Kelvin Cochran, Christian Fire Chief Who Was Fired After Criticizing Homosexuality, To Get His Day In Court

( [email protected] ) Mar 09, 2016 01:05 PM EST
Kelvin Cochran, the Atlanta fire chief who was famously fired from his position after publishing a book critical of homosexuality, will now see his highly-publicized case head to trial.
In a 2013 self-published book, ''Who Told You That You Were Naked?,'' Atlanta fire chief Kelvin Cochran called homosexuality ''vulgar'' and ''the opposite of''purity." Reuters

Kelvin Cochran, the Atlanta fire chief who was famously fired from his position after publishing a book critical of homosexuality, will now see his highly-publicized case head to trial.

According to a report from Town Hall, the Alliance Defending Freedom is representing Cochran in the lawsuit against the City of Atlanta. Cochran's attorneys are arguing government employees do not need permission to publish anything about their religious beliefs outside of working hours, while the City of Atlanta maintains Cochran was not fired due to his Christian beliefs, but because he violated an outside employment clause.  

Bob Trent, media relations director for the Alliance Defending Freedom, said he expects a trial date to be set for this summer: "The trial should occur in late summer but no date has been set," he noted in an email to The Christian Post on Tuesday.

As reported by The Gospel Herald, Cochran, who is a devout Christian, was fired after writing a book on Biblical morality for a men's Bible study in which he referred to homosexuality as "unclean," "inappropriate" and "vulgar."

Shortly after the book was published, Cochran, who is a father and grandfather, was accused of distributing copies of it at work, prompting an investigation into possible discrimination within the fire department.

Atlanta Mayor Kasim Reed first suspended Cochran for 30 days and announced that he would have to complete "sensitivity training." The Post notes that despite an investigation, that included interviews with employees, finding that Cochran did not discriminate against anyone, he was fired by Reed, who cited a need for tolerance.

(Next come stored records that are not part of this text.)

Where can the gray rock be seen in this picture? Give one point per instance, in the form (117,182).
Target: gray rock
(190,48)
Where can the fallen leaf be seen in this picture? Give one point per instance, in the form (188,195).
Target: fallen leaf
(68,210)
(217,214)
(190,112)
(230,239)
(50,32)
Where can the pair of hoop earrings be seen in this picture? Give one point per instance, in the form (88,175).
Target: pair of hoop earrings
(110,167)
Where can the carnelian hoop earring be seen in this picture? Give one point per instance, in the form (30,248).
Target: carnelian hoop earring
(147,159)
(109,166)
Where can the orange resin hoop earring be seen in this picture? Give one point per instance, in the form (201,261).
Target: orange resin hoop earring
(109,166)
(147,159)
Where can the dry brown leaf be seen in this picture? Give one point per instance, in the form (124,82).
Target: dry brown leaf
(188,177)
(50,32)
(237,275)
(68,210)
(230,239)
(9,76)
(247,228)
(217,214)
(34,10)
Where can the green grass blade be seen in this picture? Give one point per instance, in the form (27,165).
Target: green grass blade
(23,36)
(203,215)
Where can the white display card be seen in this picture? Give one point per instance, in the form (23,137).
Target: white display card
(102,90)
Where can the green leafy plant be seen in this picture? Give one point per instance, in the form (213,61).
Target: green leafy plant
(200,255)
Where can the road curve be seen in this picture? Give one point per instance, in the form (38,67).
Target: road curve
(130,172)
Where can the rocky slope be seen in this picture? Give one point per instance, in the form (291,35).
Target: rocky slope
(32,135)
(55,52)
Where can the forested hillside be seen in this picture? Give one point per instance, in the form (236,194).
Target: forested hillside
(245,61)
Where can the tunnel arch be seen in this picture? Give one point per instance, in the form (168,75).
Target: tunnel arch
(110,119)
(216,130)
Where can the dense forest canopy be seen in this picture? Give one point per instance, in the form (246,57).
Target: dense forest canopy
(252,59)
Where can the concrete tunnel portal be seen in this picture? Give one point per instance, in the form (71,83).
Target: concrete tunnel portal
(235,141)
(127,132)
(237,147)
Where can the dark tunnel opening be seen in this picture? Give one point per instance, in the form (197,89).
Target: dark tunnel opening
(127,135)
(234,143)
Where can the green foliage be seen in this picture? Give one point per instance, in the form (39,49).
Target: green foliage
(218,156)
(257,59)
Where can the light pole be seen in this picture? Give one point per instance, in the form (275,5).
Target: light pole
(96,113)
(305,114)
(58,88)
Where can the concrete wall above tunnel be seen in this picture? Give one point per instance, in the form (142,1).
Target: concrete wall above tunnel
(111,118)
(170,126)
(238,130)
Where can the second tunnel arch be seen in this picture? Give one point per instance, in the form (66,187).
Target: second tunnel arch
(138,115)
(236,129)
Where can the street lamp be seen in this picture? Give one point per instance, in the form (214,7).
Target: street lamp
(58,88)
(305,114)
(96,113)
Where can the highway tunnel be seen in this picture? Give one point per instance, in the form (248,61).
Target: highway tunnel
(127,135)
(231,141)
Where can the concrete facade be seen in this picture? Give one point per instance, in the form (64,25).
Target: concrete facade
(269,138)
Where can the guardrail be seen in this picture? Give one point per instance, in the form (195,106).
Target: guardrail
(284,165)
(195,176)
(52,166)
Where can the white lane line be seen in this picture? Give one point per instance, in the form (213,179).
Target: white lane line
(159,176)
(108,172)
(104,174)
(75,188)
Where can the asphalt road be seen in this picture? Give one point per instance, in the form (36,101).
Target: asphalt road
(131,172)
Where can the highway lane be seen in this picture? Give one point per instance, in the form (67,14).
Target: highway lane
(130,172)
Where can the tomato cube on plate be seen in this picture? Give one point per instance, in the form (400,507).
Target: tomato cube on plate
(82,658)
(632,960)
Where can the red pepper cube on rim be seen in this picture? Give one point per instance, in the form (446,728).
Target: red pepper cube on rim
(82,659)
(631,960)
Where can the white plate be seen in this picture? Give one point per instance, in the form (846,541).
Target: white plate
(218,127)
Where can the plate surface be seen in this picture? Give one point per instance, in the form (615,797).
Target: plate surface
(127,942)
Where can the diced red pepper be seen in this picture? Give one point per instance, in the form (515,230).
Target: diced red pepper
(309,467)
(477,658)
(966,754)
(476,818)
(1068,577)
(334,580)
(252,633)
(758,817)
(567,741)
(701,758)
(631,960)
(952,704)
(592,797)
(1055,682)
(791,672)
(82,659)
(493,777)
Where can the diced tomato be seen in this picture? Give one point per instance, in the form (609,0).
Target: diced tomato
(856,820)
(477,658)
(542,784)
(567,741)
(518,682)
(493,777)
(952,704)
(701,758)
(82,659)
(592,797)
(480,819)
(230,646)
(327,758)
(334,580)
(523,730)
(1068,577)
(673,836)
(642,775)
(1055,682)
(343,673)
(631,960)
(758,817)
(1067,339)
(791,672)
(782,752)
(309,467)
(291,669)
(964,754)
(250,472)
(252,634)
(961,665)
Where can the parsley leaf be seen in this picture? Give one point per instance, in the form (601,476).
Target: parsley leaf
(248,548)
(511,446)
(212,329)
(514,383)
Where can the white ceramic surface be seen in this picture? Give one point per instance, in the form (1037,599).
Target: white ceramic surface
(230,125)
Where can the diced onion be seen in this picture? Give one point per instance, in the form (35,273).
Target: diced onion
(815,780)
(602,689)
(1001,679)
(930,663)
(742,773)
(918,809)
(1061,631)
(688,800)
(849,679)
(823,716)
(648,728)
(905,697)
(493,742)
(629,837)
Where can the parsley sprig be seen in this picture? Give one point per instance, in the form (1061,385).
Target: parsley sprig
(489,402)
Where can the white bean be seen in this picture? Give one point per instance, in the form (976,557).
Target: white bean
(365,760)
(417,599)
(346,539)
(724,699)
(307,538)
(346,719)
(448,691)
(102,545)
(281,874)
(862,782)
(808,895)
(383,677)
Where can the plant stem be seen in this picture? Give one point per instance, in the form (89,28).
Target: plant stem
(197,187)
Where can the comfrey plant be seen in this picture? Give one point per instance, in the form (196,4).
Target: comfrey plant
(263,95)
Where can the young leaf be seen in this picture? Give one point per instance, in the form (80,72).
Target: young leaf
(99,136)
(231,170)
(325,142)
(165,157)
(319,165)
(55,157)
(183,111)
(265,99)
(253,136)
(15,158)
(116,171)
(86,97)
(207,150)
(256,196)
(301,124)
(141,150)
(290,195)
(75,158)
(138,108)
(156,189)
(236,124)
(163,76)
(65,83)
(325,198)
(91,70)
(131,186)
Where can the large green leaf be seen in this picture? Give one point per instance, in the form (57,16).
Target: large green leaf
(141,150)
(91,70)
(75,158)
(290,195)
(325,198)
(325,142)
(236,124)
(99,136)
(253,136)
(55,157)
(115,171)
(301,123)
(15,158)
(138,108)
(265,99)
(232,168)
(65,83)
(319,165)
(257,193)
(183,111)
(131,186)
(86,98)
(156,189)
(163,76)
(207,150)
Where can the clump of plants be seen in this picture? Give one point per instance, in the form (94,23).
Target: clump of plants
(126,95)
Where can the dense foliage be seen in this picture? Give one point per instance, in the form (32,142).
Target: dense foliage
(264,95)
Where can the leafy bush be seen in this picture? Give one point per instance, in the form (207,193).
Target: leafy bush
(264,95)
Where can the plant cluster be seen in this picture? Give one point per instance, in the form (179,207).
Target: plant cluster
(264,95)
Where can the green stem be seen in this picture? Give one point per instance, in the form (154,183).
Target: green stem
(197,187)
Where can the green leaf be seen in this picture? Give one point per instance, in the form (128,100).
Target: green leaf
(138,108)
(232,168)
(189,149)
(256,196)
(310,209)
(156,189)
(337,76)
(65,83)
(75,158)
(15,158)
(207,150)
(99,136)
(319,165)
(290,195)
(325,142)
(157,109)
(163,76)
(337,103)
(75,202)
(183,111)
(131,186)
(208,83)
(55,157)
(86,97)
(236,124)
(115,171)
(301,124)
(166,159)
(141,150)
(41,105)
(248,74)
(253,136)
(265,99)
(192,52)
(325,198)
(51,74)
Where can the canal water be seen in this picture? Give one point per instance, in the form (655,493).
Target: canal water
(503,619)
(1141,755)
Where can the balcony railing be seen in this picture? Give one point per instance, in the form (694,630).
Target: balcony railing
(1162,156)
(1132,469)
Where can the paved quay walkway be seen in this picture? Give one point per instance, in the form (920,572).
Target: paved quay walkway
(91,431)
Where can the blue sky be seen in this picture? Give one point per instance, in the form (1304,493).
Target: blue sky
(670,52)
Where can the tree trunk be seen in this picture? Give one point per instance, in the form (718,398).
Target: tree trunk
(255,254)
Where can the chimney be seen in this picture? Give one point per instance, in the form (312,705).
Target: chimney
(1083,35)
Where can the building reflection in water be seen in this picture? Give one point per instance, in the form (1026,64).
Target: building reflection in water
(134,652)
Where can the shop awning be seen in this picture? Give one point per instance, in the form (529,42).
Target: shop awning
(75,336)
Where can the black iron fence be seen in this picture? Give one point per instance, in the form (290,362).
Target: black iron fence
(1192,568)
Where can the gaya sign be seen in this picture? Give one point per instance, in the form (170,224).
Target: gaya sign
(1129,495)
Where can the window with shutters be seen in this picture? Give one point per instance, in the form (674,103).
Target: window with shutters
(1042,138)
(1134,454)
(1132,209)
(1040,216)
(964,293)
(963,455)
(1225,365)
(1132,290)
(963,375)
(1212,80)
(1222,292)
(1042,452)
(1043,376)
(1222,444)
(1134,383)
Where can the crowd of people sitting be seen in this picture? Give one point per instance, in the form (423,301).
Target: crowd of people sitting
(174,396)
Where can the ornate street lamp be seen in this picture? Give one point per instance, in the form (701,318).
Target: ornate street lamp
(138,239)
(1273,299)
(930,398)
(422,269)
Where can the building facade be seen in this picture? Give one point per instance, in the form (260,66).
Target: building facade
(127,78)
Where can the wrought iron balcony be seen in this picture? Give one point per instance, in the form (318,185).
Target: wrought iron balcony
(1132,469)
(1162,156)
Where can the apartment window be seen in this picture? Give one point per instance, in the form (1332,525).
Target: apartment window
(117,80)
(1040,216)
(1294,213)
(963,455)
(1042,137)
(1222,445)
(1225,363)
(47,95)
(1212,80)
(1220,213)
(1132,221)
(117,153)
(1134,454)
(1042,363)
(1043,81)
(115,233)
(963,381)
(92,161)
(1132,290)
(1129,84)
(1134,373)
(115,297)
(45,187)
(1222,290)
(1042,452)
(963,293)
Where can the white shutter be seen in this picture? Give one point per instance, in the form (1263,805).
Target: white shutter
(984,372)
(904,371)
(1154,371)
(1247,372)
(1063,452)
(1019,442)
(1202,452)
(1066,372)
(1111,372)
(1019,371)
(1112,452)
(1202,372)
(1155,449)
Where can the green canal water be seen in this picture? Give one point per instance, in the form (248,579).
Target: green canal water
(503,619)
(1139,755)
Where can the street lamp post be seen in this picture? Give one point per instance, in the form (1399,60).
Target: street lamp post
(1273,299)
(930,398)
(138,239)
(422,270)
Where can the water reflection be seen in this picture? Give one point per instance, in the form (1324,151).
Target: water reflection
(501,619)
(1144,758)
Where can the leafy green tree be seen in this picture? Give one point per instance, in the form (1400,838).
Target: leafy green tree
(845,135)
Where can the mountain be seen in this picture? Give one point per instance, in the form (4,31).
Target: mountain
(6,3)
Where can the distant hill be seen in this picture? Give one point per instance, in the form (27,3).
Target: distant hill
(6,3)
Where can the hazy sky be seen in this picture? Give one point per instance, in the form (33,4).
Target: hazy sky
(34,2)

"I profoundly disagree with and am deeply disturbed by the sentiments expressed in the paperback regarding the LGBT community. I will not tolerate discrimination of any kind within my administration," Reed wrote at the time, adding that Cochran was fired for "insubordination" and "poor judgement."

In turn, Cochran, who was named Fire Chief of The Year by Fire Chief Magazine in 2012, sued the city to regain his job.

While city officials had sought the dismissal of the lawsuit, U.S. District Judge Leigh May said in a ruling issued in December that Cochran's claims of religious discrimination are plausible and refused to dismiss the case. The court subsequently ruled that the lawsuit would go forward and hear Cochran's primary claims of retaliation, discrimination based on his viewpoint, and the violation of his constitutionally protected freedoms of religion, association, and due process.

"We look forward to proceeding with this case because of the injustice against Chief Cochran, one of the most accomplished fire chiefs in the nation, but also because the city's actions place every city employee in jeopardy who may hold to a belief that city officials don't like," Kevin Theriot, Cochran's attorney, said in a statement.

Cochran's case has attracted the attention of a number of faith leaders, including the Rev. Franklin Graham and Tony Perkins of the Family Research Council.

Last year, Graham, who is the president of Samaritan's Purse, said that Cochran was clearly "targeted" and fired "because of his faith in Jesus Christ."

"The latest target of politically correct bullying against Bible believing Christians is Atlanta's former fire chief Kelvin Cochran," Graham wrote. "I personally know Chief Cochran. He served as chairman of my Crusade in Shreveport in 2005. He is a fearless man of great faith...[His] book on biblical morality simply restates God's position put forth in His Word, the Bible."

In a December interview with Fox News, the former fire chief emphasized that he does not bear any ill-will to those involved in his termination.

"The essence of the Christian faith is a love without condition," he said, "I have demonstrated that love in the fire service for 34 years. There's not any person of any people group that has interacted with me for any measure of time that can say I have hate or disregard or discrimination in my heart for any people group."

He added, "I'm not discouraged and I'm not downtrodden.This is a God thing and He's going to do great things and He will vindicate me publicly."